Centros Integrados de Saúde e Clima
O plano inclui ainda a criação de oito Centros Integrados de Saúde e Clima. Essas unidades funcionarão como polos regionais de capacitação, pesquisa e coordenação de ações relacionadas à saúde e ao clima. O primeiro centro será inaugurado na quarta-feira (1º) na Bahia, segundo o ministério.
Imagem: Radar da Saúde
Protocolos para populações vulneráveis
Pensando em grupos de maior risco, a pasta elaborou um protocolo específico para idosos durante períodos de calor intenso. Entre as recomendações estão oferecer água mesmo sem sede, evitar exposição solar nos horários mais críticos, manter ambientes ventilados, conferir o uso correto de medicamentos contínuos e utilizar soro fisiológico para hidratar olhos e vias nasais.
Impacto das mudanças climáticas na saúde
Ao apresentar o conjunto de ações, o ministro da Saúde, Alexandre Padilha, classificou a crise climática como uma emergência de saúde pública. Ele citou estudo da Fundação Oswaldo Cruz que atribui 120 mil mortes nas últimas duas décadas ao aumento da temperatura média em diferentes regiões brasileiras. O titular da pasta ressaltou que, além dos esforços globais de mitigação das emissões de carbono, é urgente adaptar os sistemas de saúde para lidar com os eventos já em curso.
O investimento de R$ 9,8 bilhões será distribuído ao longo do período de vigência do plano, com prioridades voltadas a municípios com histórico de enchentes, secas prolongadas, queimadas ou ondas de calor frequentes. O montante contemplará a aquisição de equipamentos, ampliação de infraestrutura, treinamento de profissionais e desenvolvimento de sistemas de informação.
Segundo o ministério, as metas serão monitoradas por indicadores de desempenho e revisadas periodicamente, de modo a incorporar evidências científicas e ajustar recursos conforme a evolução do cenário climático. A pasta informou ainda que, além dos recursos federais, estados e municípios poderão acessar linhas de financiamento específicas para implementar as ações locais previstas no plano.

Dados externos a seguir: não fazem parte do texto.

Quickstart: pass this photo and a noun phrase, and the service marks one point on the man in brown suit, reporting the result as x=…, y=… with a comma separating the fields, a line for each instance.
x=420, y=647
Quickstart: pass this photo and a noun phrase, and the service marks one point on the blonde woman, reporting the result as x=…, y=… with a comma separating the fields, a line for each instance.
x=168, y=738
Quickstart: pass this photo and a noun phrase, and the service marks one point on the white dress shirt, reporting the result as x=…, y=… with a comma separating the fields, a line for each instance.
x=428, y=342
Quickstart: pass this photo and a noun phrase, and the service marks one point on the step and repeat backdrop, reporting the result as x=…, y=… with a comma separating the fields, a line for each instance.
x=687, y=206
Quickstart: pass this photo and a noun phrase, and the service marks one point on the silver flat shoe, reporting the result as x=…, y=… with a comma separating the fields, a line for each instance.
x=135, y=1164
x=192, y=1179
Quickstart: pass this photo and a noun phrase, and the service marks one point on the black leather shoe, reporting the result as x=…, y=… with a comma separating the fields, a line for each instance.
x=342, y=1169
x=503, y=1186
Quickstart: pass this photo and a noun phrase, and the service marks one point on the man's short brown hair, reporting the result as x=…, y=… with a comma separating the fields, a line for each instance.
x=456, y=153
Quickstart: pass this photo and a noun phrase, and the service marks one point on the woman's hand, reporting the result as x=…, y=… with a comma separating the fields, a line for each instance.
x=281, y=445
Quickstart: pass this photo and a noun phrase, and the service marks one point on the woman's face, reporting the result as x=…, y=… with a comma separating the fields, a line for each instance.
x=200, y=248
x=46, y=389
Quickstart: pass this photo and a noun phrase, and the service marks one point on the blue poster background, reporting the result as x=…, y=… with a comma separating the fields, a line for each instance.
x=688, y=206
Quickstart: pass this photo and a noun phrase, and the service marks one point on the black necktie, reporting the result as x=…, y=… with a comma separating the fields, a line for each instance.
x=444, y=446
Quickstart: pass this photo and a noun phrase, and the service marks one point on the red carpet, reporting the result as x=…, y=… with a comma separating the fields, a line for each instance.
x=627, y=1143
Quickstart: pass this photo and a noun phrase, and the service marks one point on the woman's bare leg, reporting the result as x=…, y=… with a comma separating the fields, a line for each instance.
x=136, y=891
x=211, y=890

Com a implementação desse conjunto de medidas, o governo pretende reduzir danos à saúde humana provocados por desastres naturais, ampliar a cobertura de serviços de emergência e fortalecer a capacidade de recuperação de comunidades afetadas. As primeiras etapas, focadas em estrutura organizacional e comunicação de risco, começarão a ser executadas imediatamente.